Three police officers and a civilian were on Thursday injured when a police helicopter crashed near Mathare, Nairobi.
The 15-seater helicopter, registration number 5Y-NPS and acquired in April this year at a cost of Sh683 million, was on routine patrol when it crashed at the National Youth Service (NYS) engineering institute.
Aboard were Inspector Martin Ndungu, Inspector Dennis Otom Oduk, Constable Michael Kariuki Mutwota and a foreigner.
The foreigner, according to the police headquarters, was from the Italian company AugustaWestland, which supplied the chopper, while Constable Mutwota was the aircraft’s technician.
Nairobi County police commander Japheth Koome said the helicopter was on normal aerial patrol when it developed a mechanical problem.
"The aircraft was on normal surveillance when it developed problems. We cannot tell the cause of the accident. The pilot had put all efforts to land in the field where there are no people. No other casualties besides the four," he said.
An NYS officer said avionic students from the institute turned off relevant switches to prevent it from bursting into flames.
The passengers were rushed to the GSU headquarters health centre before being transferred to another hospital for specialised treatment.
Mr Koome added that they were in a stable condition.
This is the second crash of an aircraft reported today, following an earlier crash in Naivasha involving a light plane.
The earlier accident occurred at Sanctuary Farm. A Kenya Red Cross officer at the scene said one person on the plane died while five passengers suffered injuries.

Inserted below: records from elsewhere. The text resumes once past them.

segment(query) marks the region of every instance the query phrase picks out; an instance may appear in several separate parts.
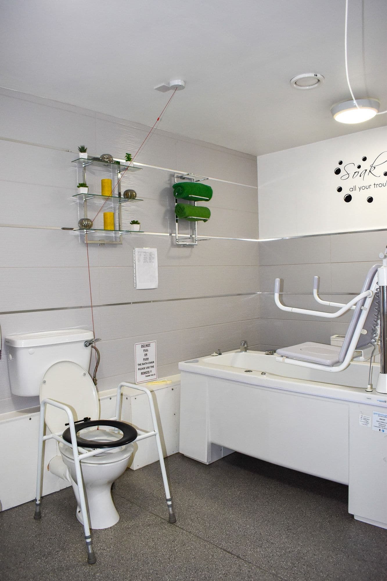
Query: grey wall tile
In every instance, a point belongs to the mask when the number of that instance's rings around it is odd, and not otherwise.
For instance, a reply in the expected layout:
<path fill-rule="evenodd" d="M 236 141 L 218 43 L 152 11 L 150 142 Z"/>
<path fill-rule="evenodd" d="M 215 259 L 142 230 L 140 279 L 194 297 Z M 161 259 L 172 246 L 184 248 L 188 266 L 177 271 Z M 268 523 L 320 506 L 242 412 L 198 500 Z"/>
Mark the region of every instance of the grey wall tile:
<path fill-rule="evenodd" d="M 124 339 L 102 341 L 98 345 L 101 353 L 101 378 L 134 371 L 134 345 L 145 341 L 156 341 L 157 365 L 181 360 L 181 333 L 180 331 L 149 333 Z"/>
<path fill-rule="evenodd" d="M 330 322 L 261 319 L 260 326 L 261 340 L 265 345 L 289 347 L 306 341 L 330 343 Z"/>
<path fill-rule="evenodd" d="M 330 261 L 329 236 L 262 242 L 260 264 L 316 264 Z"/>
<path fill-rule="evenodd" d="M 384 232 L 364 232 L 358 234 L 340 234 L 331 237 L 332 262 L 379 262 L 379 253 L 387 245 Z"/>
<path fill-rule="evenodd" d="M 257 163 L 252 157 L 236 156 L 223 149 L 218 150 L 183 141 L 177 144 L 177 167 L 182 171 L 248 185 L 257 185 Z"/>
<path fill-rule="evenodd" d="M 204 202 L 198 205 L 206 206 Z M 234 238 L 258 238 L 257 214 L 241 211 L 237 209 L 229 210 L 218 207 L 211 209 L 210 204 L 208 206 L 211 210 L 211 217 L 207 222 L 199 223 L 201 235 Z"/>

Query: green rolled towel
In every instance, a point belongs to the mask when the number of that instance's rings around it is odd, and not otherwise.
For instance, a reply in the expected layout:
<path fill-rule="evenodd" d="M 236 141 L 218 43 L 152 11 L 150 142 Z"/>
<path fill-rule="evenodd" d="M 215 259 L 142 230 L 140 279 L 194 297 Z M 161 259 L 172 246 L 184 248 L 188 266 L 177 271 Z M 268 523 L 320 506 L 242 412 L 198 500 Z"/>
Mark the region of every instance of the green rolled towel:
<path fill-rule="evenodd" d="M 176 204 L 175 214 L 179 220 L 188 220 L 191 222 L 199 220 L 206 222 L 211 216 L 209 208 L 205 206 L 191 206 L 189 204 Z"/>
<path fill-rule="evenodd" d="M 199 184 L 198 182 L 180 182 L 178 184 L 174 184 L 172 187 L 175 198 L 180 198 L 183 200 L 191 200 L 192 202 L 199 202 L 202 200 L 208 202 L 212 198 L 212 188 L 209 185 L 206 185 L 205 184 Z"/>

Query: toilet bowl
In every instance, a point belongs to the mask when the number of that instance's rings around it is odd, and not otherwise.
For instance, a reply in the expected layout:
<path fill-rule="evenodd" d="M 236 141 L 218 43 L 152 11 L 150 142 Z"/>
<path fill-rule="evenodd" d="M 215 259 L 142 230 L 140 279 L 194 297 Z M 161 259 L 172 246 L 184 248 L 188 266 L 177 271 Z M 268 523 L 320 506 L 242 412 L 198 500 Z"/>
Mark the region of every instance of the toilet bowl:
<path fill-rule="evenodd" d="M 80 453 L 101 449 L 96 456 L 81 460 L 82 478 L 91 528 L 112 526 L 120 517 L 112 498 L 112 484 L 128 466 L 134 450 L 130 442 L 135 439 L 136 431 L 124 422 L 99 420 L 99 403 L 95 386 L 85 370 L 73 361 L 58 361 L 47 370 L 42 379 L 40 397 L 41 401 L 49 399 L 71 409 L 76 422 Z M 84 421 L 83 418 L 90 418 L 94 421 Z M 48 406 L 45 419 L 52 433 L 63 434 L 63 439 L 71 442 L 70 429 L 66 429 L 67 417 L 63 410 Z M 77 518 L 83 523 L 73 450 L 62 443 L 59 449 L 67 472 L 58 461 L 50 462 L 49 469 L 71 482 L 78 505 Z"/>
<path fill-rule="evenodd" d="M 111 438 L 112 445 L 118 437 L 114 432 L 101 429 L 91 431 L 88 432 L 88 435 L 95 441 L 101 439 L 106 440 Z M 77 499 L 76 515 L 80 522 L 83 524 L 73 451 L 69 446 L 62 443 L 59 444 L 59 447 Z M 134 448 L 132 444 L 127 444 L 81 461 L 82 477 L 87 498 L 89 522 L 92 529 L 107 529 L 118 522 L 120 516 L 113 504 L 110 490 L 113 482 L 126 469 Z"/>

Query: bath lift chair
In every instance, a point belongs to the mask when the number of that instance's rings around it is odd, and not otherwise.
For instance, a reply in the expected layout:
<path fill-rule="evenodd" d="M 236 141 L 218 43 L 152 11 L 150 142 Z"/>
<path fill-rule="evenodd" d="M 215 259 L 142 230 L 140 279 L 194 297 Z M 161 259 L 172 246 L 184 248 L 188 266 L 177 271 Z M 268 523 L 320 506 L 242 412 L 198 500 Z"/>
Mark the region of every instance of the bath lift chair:
<path fill-rule="evenodd" d="M 387 248 L 379 256 L 383 259 L 383 264 L 371 267 L 361 292 L 346 304 L 322 300 L 318 296 L 319 277 L 314 277 L 314 299 L 321 304 L 341 307 L 335 313 L 285 306 L 280 299 L 281 279 L 275 279 L 274 300 L 277 306 L 283 311 L 334 319 L 351 309 L 354 310 L 341 347 L 307 342 L 278 349 L 277 361 L 332 373 L 342 371 L 350 363 L 356 350 L 371 346 L 372 357 L 378 339 L 378 320 L 380 318 L 381 372 L 376 389 L 379 393 L 387 393 Z M 372 390 L 370 386 L 367 389 Z"/>
<path fill-rule="evenodd" d="M 124 422 L 120 421 L 121 393 L 122 388 L 124 387 L 132 388 L 134 389 L 139 390 L 140 391 L 144 392 L 146 394 L 149 407 L 150 408 L 150 415 L 153 428 L 152 431 L 144 432 L 142 430 L 136 430 L 130 424 L 127 424 L 127 422 Z M 79 506 L 81 512 L 82 522 L 85 532 L 85 540 L 86 542 L 86 548 L 87 550 L 87 562 L 89 565 L 94 564 L 96 562 L 96 557 L 95 557 L 95 554 L 93 549 L 91 535 L 90 534 L 90 525 L 89 522 L 87 505 L 87 497 L 85 494 L 83 479 L 82 478 L 81 461 L 84 459 L 101 454 L 101 452 L 106 452 L 109 450 L 113 450 L 114 448 L 121 446 L 124 444 L 127 444 L 129 442 L 139 442 L 141 440 L 144 440 L 146 438 L 151 437 L 154 436 L 156 439 L 156 443 L 159 454 L 159 460 L 160 461 L 160 467 L 161 468 L 164 489 L 165 490 L 166 500 L 167 501 L 167 506 L 169 512 L 169 521 L 170 523 L 176 522 L 176 517 L 175 517 L 173 510 L 172 500 L 171 498 L 171 495 L 169 491 L 168 478 L 165 468 L 165 464 L 164 463 L 164 457 L 163 455 L 163 450 L 160 440 L 159 426 L 157 425 L 157 421 L 156 416 L 156 412 L 155 411 L 155 406 L 152 397 L 152 394 L 149 389 L 147 389 L 146 388 L 141 385 L 123 382 L 120 383 L 117 389 L 116 398 L 116 415 L 114 418 L 110 418 L 109 419 L 99 419 L 98 421 L 94 420 L 91 421 L 86 421 L 86 420 L 89 419 L 89 418 L 84 418 L 83 420 L 74 421 L 73 412 L 70 407 L 68 406 L 63 404 L 63 403 L 60 403 L 59 401 L 46 398 L 43 399 L 41 402 L 40 422 L 39 425 L 39 444 L 38 450 L 38 470 L 37 477 L 36 499 L 35 501 L 35 514 L 34 518 L 37 520 L 39 520 L 41 518 L 41 496 L 42 480 L 42 464 L 43 461 L 43 443 L 46 440 L 53 438 L 57 442 L 61 442 L 62 444 L 65 444 L 66 446 L 69 446 L 72 449 L 73 457 L 77 475 L 76 483 L 77 485 L 78 489 Z M 65 424 L 65 425 L 68 425 L 69 428 L 64 431 L 63 434 L 62 432 L 60 432 L 58 433 L 51 433 L 48 435 L 44 435 L 46 407 L 50 406 L 54 406 L 54 407 L 59 408 L 60 410 L 62 410 L 67 414 L 69 423 Z M 114 442 L 114 446 L 109 448 L 106 447 L 106 444 L 98 446 L 98 444 L 96 442 L 93 442 L 91 440 L 85 441 L 80 436 L 78 435 L 78 432 L 81 430 L 84 430 L 85 428 L 93 426 L 113 426 L 113 428 L 116 426 L 117 429 L 123 432 L 123 436 L 120 439 L 115 440 Z M 64 438 L 66 439 L 64 439 Z M 87 446 L 89 449 L 85 449 L 84 447 L 82 447 L 83 444 L 83 446 Z M 91 446 L 94 449 L 90 450 L 89 447 Z M 102 447 L 102 446 L 103 446 L 103 447 Z"/>

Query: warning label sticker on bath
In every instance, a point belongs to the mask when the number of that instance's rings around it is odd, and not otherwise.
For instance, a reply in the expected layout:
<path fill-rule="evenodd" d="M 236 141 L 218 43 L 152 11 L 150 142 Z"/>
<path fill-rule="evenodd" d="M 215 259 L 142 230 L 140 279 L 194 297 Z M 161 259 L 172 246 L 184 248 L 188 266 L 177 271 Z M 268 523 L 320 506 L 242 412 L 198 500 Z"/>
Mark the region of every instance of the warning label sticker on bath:
<path fill-rule="evenodd" d="M 371 426 L 371 416 L 360 414 L 359 417 L 359 423 L 361 426 L 368 426 L 370 427 Z"/>
<path fill-rule="evenodd" d="M 134 344 L 134 365 L 136 383 L 142 383 L 145 381 L 157 379 L 156 341 Z"/>
<path fill-rule="evenodd" d="M 372 412 L 372 429 L 375 432 L 387 433 L 387 414 L 379 411 Z"/>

The Naivasha OCPD says the aircraft was airborne for less than five minutes.
Police have enhanced both ground and aerial patrols in Nairobi and its environs ahead of the Jubilee Party launch at Kasarani Stadium on Saturday.
At least 10,000 delegates are expected to attend.
"We have now secured the area. Normal patrols will, however, continue as we have more choppers," the police boss added.
The AW139 helicopter is suitable for, among other things, search and rescue and maritime patrol.
It has forward-looking infrared (FLIR) cameras that enable a pilot to manoeuvre at night and in a foggy condition.